Samson provided some additional information about the role of songs in Anywaa culture, particularly for Anywaa Christians, during our interview. He said that, “Our people, most of the time, when they come to church, they focus on the music, the songs themselves. When there is a song, a new one, they will just sing it with their whole heart. [But] when time for the Bible preaching comes, most of the people, they sleep. In our culture, the very best way to preach is through song….So, this music is not something simple in our culture. It is the big thing in our culture. You saw it this morning in the church. When the song [leader] is singing, everyone will stand and sing.”

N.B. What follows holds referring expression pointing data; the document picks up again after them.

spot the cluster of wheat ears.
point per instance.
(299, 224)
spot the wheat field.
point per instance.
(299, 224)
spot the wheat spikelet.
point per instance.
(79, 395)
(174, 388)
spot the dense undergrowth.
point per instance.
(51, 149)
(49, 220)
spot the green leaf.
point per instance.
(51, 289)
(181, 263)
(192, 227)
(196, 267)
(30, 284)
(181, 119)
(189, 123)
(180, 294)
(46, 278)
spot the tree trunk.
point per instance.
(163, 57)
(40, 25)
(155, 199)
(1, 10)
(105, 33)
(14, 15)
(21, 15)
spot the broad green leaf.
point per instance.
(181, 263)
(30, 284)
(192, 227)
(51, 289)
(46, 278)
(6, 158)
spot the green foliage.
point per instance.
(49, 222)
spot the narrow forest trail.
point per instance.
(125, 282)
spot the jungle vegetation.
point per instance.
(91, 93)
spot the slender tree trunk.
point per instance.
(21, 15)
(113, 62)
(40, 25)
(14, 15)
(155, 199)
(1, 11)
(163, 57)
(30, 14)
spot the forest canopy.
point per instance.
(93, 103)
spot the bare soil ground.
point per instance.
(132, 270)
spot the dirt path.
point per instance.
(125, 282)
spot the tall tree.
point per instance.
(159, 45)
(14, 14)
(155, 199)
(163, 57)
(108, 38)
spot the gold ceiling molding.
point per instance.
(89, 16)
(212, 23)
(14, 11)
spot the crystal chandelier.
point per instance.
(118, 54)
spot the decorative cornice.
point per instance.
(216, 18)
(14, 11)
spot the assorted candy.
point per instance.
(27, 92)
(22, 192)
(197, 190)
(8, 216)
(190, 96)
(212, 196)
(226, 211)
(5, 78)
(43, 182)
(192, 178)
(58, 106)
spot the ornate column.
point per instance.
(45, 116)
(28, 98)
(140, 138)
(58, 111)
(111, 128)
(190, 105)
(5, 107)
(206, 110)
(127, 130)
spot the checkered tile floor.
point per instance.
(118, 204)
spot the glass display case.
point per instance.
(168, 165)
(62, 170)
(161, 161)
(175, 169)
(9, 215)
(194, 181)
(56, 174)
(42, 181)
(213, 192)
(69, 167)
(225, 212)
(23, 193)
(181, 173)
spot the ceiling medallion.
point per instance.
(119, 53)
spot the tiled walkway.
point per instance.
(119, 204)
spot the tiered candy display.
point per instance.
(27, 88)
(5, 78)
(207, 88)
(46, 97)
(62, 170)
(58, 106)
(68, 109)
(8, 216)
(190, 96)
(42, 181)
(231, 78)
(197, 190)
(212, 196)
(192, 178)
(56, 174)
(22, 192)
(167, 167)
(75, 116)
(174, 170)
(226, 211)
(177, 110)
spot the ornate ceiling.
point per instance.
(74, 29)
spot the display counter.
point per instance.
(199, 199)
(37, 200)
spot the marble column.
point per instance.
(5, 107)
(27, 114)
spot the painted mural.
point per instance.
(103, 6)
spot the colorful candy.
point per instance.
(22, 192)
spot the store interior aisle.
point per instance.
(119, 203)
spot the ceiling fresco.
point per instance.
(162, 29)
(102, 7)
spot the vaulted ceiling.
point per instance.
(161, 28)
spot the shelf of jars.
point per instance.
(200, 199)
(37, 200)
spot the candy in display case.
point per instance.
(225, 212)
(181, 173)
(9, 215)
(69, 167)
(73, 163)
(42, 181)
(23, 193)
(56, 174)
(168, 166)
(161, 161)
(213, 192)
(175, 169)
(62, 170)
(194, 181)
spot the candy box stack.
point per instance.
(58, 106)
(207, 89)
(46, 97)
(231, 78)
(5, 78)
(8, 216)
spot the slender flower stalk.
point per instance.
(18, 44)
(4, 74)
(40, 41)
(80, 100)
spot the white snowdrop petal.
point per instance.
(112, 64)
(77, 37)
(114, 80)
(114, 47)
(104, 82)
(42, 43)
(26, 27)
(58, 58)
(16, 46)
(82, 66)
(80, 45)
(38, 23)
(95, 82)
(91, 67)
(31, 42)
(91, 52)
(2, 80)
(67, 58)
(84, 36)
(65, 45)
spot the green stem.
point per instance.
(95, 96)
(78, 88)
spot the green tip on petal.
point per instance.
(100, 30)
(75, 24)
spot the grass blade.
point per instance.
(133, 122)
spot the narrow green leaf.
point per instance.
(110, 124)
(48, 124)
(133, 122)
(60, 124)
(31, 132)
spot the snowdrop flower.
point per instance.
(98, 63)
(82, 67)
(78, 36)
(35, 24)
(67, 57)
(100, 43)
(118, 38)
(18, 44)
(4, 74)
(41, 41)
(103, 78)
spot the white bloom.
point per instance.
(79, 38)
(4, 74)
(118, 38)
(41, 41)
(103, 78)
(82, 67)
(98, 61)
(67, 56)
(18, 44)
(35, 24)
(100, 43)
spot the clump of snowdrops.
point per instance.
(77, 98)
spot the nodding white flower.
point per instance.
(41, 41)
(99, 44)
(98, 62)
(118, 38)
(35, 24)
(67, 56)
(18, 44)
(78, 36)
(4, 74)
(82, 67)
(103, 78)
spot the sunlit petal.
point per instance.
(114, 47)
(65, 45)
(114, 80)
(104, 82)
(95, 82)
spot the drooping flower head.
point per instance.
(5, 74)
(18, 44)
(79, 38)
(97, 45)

It appears that, for this reason, Anywaa Christian songs are moderated for clarity and how closely their message adheres to the Bible. Last Saturday [June 25], I sat in on a choir meeting at the Mekane Yesus Anywaa church, and song lyrics was one of the topics under scrutiny. Initially, I was a little surprised that the choir members felt the need to so closely monitor the lyrics (“What about poetic freedom?!” my ethnocentric brain cried). However, when you consider that song lyrics are the primary way that Anywaa Christians learn religious doctrines, it is understandable that composers and church leaders feel the need to make sure the lyrics impart a message that aligns with their theology.

While I didn’t record the choir’s discussion (it was all in Anywaa, anyway), we did take some video of the songs with which the choir closed their meeting. As Samson indicated, you can certainly see that everyone is very engaged in the music, making it a useful vehicle for educating church members.

Before we close this post, I would like to address something that may have been confusing for some readers and was certainly confusing for me until I asked Samson and Ojho to clarify. If Samson is Ethiopian, why was he in a refugee camp for people fleeing warfare in Sudan? Apparently, it is not uncommon for Ethiopians in Gambella to do this. The UN refugee camps provide food, safety, and access to education that is better than the education that is offered by the government schools. In Samson’s case, he was an orphan, and his grandmother did not have the means to take care of him. By entering the refugee camp, he was able to get some food rations and go to school. This phenomenon still occurs today. Samson said that, “This is how you can get the benefit of your country. The refugees there now, they are resources for Ethiopia. So, what they get, the community must get also…This happens because [the Ethiopian] people have nothing to do, to eat…there is scarcity in everything. So, it is not surprising when indigenous people enter the refugee camp.”

In conclusion, our friend Samson has certainly come a long way from orphan to refugee camp resident to street boy to where he is today. But he has even bigger plans for the future. He plans to get a second degree in sociology or social policy, another bachelors in theology, then a Ph.D. in psychology. For Samson, “Psychology is second to the Bible, because it is about humanity. It is about yourself.” He is especially interested in cognitive psychology. Even after attaining a high level of education, he plans to continue working in the church. “Whatever I do,” he said, “I have to go back to the church, because this is where my life started.” Regarding music, he will continue singing and composing, and he has plans to compose songs in English as he continues to master the language. “For me, my songs are wonderful for me,” he said. “I can say they are why I am alive.”